Namun perusahaan wajib menjamin keamanan ijazah dan atau sertifikat kompetensi yang disimpan dan memberikan ganti rugi kepada pekerja apabila ijazah atau sertifikat kompetensi tersebut rusak atau hilang.

Puan pun menyoroti bagaimana praktik penahanan dokumen seringkali terjadi pada sektor-sektor dengan pekerja berpendidikan menengah ke bawah, termasuk buruh pabrik, pekerja migran, dan tenaga kerja kontrak. Di mana dalam banyak kasus, pekerja dipaksa menyerahkan ijazah sebagai syarat bekerja tanpa adanya kejelasan perjanjian atau perlindungan hukum.

“Jangan lagi biarkan relasi kerja diwarnai praktik kunci gembok psikologis semacam ini.
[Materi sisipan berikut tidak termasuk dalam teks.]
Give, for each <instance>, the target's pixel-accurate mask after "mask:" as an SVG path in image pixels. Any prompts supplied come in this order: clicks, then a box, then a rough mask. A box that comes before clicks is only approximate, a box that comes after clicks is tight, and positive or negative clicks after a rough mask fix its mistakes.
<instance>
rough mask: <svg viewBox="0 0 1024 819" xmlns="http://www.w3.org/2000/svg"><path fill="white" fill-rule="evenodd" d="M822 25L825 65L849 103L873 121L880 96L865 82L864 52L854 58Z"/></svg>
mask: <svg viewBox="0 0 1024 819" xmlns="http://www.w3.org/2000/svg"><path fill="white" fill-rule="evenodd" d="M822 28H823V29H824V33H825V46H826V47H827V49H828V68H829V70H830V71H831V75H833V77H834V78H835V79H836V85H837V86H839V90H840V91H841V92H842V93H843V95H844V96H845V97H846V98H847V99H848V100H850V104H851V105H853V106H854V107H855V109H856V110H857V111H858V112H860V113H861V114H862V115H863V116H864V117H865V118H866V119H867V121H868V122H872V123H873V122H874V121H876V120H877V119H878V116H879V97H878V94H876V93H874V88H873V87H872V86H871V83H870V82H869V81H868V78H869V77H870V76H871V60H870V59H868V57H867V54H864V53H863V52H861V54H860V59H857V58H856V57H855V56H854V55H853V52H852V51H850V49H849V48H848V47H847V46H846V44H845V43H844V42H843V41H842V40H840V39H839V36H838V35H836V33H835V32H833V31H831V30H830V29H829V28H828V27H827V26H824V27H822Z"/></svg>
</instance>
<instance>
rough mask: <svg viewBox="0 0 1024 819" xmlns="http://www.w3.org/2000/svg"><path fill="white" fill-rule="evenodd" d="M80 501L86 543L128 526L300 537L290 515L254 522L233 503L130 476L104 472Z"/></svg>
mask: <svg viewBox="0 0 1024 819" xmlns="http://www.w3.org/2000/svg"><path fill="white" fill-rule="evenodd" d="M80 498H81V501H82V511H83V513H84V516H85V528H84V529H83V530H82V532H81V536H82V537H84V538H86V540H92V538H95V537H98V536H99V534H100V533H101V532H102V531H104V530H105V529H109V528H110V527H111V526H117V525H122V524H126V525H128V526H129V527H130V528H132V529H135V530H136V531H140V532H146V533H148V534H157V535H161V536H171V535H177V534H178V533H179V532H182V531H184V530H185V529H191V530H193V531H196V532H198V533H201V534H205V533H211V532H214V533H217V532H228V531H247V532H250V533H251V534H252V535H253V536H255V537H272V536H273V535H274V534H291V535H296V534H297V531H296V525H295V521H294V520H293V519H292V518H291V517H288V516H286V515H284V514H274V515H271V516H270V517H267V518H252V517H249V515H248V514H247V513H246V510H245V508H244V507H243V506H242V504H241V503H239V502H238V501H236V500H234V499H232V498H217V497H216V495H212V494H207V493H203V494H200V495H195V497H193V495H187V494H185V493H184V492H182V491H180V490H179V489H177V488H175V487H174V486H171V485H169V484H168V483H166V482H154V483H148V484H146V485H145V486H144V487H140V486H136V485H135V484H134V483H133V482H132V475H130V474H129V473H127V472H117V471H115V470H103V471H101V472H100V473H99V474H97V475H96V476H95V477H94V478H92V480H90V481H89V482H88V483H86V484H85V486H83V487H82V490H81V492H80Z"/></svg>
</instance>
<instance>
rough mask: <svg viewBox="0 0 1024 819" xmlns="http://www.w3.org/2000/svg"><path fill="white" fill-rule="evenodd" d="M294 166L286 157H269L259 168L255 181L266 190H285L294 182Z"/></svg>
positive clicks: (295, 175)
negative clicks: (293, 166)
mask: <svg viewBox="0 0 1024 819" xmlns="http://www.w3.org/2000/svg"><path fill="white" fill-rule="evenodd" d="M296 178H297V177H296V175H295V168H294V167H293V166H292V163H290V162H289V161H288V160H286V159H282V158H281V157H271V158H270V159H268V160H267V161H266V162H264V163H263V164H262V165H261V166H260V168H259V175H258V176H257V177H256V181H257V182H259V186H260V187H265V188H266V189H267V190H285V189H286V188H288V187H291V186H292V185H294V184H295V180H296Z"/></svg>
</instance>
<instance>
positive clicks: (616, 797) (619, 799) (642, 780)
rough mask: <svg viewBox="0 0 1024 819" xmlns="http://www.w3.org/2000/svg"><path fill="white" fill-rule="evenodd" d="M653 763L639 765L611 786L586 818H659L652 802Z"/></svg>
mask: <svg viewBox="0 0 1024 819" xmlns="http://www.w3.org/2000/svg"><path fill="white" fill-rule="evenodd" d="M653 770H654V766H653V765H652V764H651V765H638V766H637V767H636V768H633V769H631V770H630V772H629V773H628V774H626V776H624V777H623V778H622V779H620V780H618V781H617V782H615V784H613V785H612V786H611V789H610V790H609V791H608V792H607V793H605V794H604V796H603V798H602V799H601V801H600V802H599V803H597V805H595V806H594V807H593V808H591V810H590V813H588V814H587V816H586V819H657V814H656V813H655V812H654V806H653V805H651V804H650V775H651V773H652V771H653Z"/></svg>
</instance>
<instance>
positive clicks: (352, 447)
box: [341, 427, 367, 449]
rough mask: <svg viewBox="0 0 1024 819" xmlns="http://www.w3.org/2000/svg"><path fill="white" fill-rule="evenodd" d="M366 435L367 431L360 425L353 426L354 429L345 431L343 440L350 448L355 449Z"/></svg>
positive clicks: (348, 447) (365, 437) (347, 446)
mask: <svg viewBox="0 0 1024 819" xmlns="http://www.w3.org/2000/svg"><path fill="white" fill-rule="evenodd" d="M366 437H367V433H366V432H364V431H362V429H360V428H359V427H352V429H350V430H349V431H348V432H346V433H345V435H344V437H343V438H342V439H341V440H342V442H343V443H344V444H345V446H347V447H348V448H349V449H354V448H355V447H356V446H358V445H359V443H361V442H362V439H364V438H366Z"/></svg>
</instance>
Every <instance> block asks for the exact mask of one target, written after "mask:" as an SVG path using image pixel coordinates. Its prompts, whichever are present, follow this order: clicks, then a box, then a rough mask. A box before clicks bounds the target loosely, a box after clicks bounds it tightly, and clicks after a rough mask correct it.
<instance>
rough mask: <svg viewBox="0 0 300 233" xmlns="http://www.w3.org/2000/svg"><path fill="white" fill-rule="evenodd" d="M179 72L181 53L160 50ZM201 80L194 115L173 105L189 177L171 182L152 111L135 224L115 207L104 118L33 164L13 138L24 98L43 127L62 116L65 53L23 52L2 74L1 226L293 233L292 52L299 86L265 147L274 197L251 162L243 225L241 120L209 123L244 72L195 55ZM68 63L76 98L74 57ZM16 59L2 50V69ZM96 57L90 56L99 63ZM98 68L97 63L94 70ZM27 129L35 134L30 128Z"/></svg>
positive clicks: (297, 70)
Kalau pekerja tidak punya akses ke dokumen pribadinya sendiri, bagaimana mereka bisa berpindah kerja, naik jenjang karier, atau bahkan sekadar mencari keadilan?” ucap Puan.

Untuk itu, perempuan pertama yang menjabat sebagai ketua DPR RI ini menegaskan bahwa SE yang diterbitkan Menaker harus dibarengi dengan pengawasan ketat di lapangan. Puan mendorong agar Kemenaker bersama dinas ketenagakerjaan daerah segera melakukan sidak terhadap perusahaan-perusahaan yang masih melakukan praktik penahanan ijazah, khususnya di kawasan industri dan zona padat buruh.

“Kalau hanya berhenti di edaran, tanpa pengawasan dan sanksi tegas, ini akan jadi dokumen mati,” tegas mantan Menko PMK tersebut.

“DPR RI melalui Komisi terkait juga akan meminta Kemenaker untuk terus menyampaikan laporan berkala soal implementasinya,” sambung Puan.

Puan menyatakan, DPR berkomitmen untuk terus mengawal perlindungan hak-hak pekerja, termasuk memperjuangkan agar praktik seperti ini diatur tegas lewat aturan yang lebuh kuat.

“Pekerja atau buruh adalah warga negara yang punya hak atas keadilan, mobilitas sosial, dan perlindungan hukum,” tutur cucu Bung Karno itu.

“Jika negara membiarkan praktik penahanan dokumen pekerja terjadi, artinya negara tidak menjamin hak-hak pekerja yang merupakan amanat konstitusi,” tutup Puan.